Check to make sure the trigger bar spring is in the correct position.


----------



## AZdave (Oct 23, 2015)

What ammo are you using?

If generic reloads this could be ammo.
If factory made then less likely.


----------



## Seb7701 (Mar 12, 2017)

Thanks guys - I am suspect on the trigger job a little, although it was an experienced gunsmith. Unfortunately there weren't any Wilson combat 'tune kits' in stock otherwise it probably would have been a better option I imagine?
What parts would need to be replaced to put it back to stock?
Oh, and yep, they're reloads, but I'm not sure how that would affect anything given that they work better than some factories I tried the other day.

Also, just so a local stockist with Beretta USA sears - I assume that parts are interchangeable between USA and Italian Berettas?

Thanks again for the help!!


----------



## pblanc (Mar 3, 2015)

To undo a trigger job, you would need a new hammer and sear, but if you have to go that route, I would also replace the sear spring. The parts should be the same for Italian and US made pistols.

I take it when the hammer follows the slide, it does not ignite the next chambered round? I do not think this is an ammunition issue. If the ammo has enough recoil force to eject the spent cartridge and chamber the next round, the slide will have come back plenty far enough to cock the hammer.

If you have noticed this problem ever since the pistol was worked on, it is just possible that the smith who worked on it installed the sear spring upside down. It is very easy to install the sear spring of a 92 series upside down. It is, in fact much easier to do it that way than the proper way. But when it is installed that way it puts insufficient pressure on the sear and could cause it to fail to capture the hammer notch. One would not expect an experienced smith to make this mistake, but stuff happens, as they say.

If you should want to try to work on the pistol yourself, a poster on youtube by the name of childofjuly has a series of excellent videos on assembly and disassembly of the Beretta 92 FS including sear removal and re-installation.


----------



## Seb7701 (Mar 12, 2017)

Thanks pblanc- would love to be able to work on the pistol but not quite game at this stage. I couldn't quite remember whether it was only after the trigger job as I put the issue down to the pistol not having been run-in yet . Nonetheless a couple of days ago I spoke with the gunsmith who stated that he knows exactly what the problem is and that it should be easily fixed, so will take the gun back to him and at the same time get a Wilson combat spring kit put through it as well as I have heard they do great things (kit #322).
At the end of the day if at some stage I find myself having to replace the hammer, sear and sear spring, it won't be a catastrophe, but here's hoping that the gunsmith can make everything right again, as I do love the gun!!


----------



## pblanc (Mar 3, 2015)

If you have not already bought the WC spring kit, I would consider just buying one or two reduced power mainsprings (hammer springs) instead. The spring kit includes reduced power and extra power recoil springs. These are intended for use if you are regularly shooting either reduced power hand-loads, or extra-power loads. If you are shooting factory ammunition and the pistol is cycling well, there is really no need or purpose served in changing the strength of the recoil spring. The Beretta 92 shoots +P 9mm factory loads just fine with the stock spring. Likewise, the extra-power firing pin spring is really a solution in search of a problem in that the 92 has a very effective firing pin block safety that renders it quite drop safe.

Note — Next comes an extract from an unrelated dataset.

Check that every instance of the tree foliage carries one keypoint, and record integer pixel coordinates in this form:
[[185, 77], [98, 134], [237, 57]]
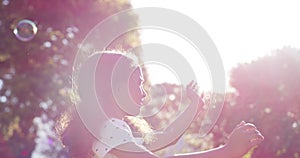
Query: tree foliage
[[35, 76]]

A reduced power mainspring is a very common modification that many Beretta 92 owners make to reduce the trigger pull weight. The effect will be primarily upon the double action trigger pull, although it will reduce the single action trigger pull weight slightly. The stock Beretta 92FS comes rather over-sprung with a mainspring rated at 20 lbs. Many people install a mainspring of the same type that comes stock in the Beretta 92D double action only pistol which is rated at 16 lbs and still provides completely reliable ignition. If you go below 16 lbs you start to run the risk of light strikes and ignition failures on ammo with hard primers. 

I have had light strikes on Russian steel-case ammo with my Beretta when I had a 13 lb mainspring installed. Russian ammo tends to have notoriously hard primers. I currently have a 14 lb Wilson Combat mainspring installed and have had no further problems.


----------